O homem, de 80 anos, residente em Serém de Baixo, Macinhata do Vouga, estava acusado de um crime de violência doméstica, sobre a mulher, de 66 anos.

Apesar de as agressões terem começado há cerca de 30 anos, o tribunal teve em conta apenas os factos posteriores a 1 de junho de 2000, altura em que a violência doméstica assumiu a natureza de crime público.

“Os restantes factos não foram tidos em consideração, porque a vítima os deixou prescrever por inércia, ao não ter apresentado queixa dentro do prazo legal”, explicou a juíza.

A magistrada afirmou que o arguido “agiu como dolo intenso”, num quadro de “total desprezo pela dignidade humana da companheira que vivia num clima de terror”, sublinhando que o agressor não assumiu os factos e não mostrou qualquer arrependimento.

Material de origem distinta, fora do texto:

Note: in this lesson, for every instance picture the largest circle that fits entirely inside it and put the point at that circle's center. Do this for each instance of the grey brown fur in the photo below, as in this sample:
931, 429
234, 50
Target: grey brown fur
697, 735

O arguido que ouviu a leitura da sentença sentado, sem demonstrar qualquer emoção, levantou-se no final e dirigiu-se à juíza dizendo: “Isso é falso”.

Durante o julgamento, o arguido afirmou que prendia a mulher para evitar que ela fosse ingerir bebidas alcoólicas e também manifestou intenção de voltar a viver com ela.

Segundo a acusação, o arguido insultou, agrediu, fez passar fome e subjugou às suas ordens a sua mulher, durante cerca de 30 anos.

Além de desferir murros, bofetadas e pontapés, chegou a açoitá-la e a queimar os pés da mulher com brasas, acorrentou-lhe pneus às pernas e bateu-lhe com ferros, paus e ferramentas.

Os vizinhos ouviram várias vezes os pedidos de socorro da vítima, mas quando iam em socorro desta, o arguido ameaçava-os dizendo que queimaria com ácido quem a tentasse ajudar.

Esta tortura só terminou a 15 de fevereiro de 2012, quando a Segurança Social retirou a mulher da casa onde habitava com o marido.

A vítima, que apresentava várias lesões, foi conduzida aos Hospitais da Universidade de Coimbra, para receber tratamento, e após ter alta hospitalar, foi levada para uma casa-abrigo, de onde pretende sair para continuar a viver com o arguido.